Multiwalled Carbon Nanotubes-Embedded Electrospun Bacterial Cellulose Nanofibers

Abstract

Multiwalled carbon nanotubes (MWCNTs) were embedded in electrospun bacterial cellulose (BC) nanofibers, which were prepared using an electrospinning method. In this study, Gluconacetobacter xylinum BRC5 was employed to produce a hydrogel-like bacterial cellulose (BC) sheet. BC was difficult to process in the solution stat because of the large concentration of intra- or inter-molecular hydrogen bonds. In this study, an ionic liquid, 1-allyl-3-methyl-imidazolium chloride, was used to dissolve BC. To form BC nanofibers, 5 wt% BC solutions both with and without MWCNTs were electrospun. Scanning electron microscopy and transmission electron microscopy showed that the MWCNTs were embedded and well aligned along the fiber axis.
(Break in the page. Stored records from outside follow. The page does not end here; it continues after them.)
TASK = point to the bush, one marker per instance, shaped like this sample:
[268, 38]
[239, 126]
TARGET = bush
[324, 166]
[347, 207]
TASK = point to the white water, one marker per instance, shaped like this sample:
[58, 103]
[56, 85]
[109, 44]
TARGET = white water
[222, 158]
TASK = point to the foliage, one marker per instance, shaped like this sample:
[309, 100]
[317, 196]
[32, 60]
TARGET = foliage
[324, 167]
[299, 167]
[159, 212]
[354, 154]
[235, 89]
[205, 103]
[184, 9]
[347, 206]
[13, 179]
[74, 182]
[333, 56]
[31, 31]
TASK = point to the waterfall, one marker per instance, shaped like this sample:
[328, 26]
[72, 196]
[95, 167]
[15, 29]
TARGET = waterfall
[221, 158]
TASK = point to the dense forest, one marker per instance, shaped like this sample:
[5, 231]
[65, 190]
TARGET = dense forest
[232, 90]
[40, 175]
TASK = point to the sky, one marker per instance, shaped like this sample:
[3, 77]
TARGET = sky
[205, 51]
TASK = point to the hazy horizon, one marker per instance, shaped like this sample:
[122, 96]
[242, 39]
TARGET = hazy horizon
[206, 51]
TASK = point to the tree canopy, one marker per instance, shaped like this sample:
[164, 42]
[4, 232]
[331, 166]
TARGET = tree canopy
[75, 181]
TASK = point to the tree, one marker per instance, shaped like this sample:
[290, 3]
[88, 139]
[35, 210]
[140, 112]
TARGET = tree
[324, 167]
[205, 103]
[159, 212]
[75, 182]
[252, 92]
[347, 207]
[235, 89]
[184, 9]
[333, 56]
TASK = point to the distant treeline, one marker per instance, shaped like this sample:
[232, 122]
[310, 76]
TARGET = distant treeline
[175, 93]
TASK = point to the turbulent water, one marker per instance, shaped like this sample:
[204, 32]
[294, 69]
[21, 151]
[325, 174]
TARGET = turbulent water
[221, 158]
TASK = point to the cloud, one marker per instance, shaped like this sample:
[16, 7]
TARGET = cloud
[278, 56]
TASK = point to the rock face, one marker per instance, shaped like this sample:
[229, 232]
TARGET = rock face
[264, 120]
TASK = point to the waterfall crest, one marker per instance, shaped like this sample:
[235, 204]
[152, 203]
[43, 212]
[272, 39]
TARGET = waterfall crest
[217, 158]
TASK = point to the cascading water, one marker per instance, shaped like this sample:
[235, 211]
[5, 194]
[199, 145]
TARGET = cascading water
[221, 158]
The crystalline polymorph transformed from cellulose I (pristine BC) to cellulose II (electrospun regenerated BC fibers). Moreover, the tensile strength and modulus of the MWCNT-embedded electrospun BC nanofibers increased by approximately 290% and 280%, respectively. Additionally, the thermal stability and electrical conductivity of the MWCNT-embedded electrospun BC nanofibers also increased compared to pristine BC.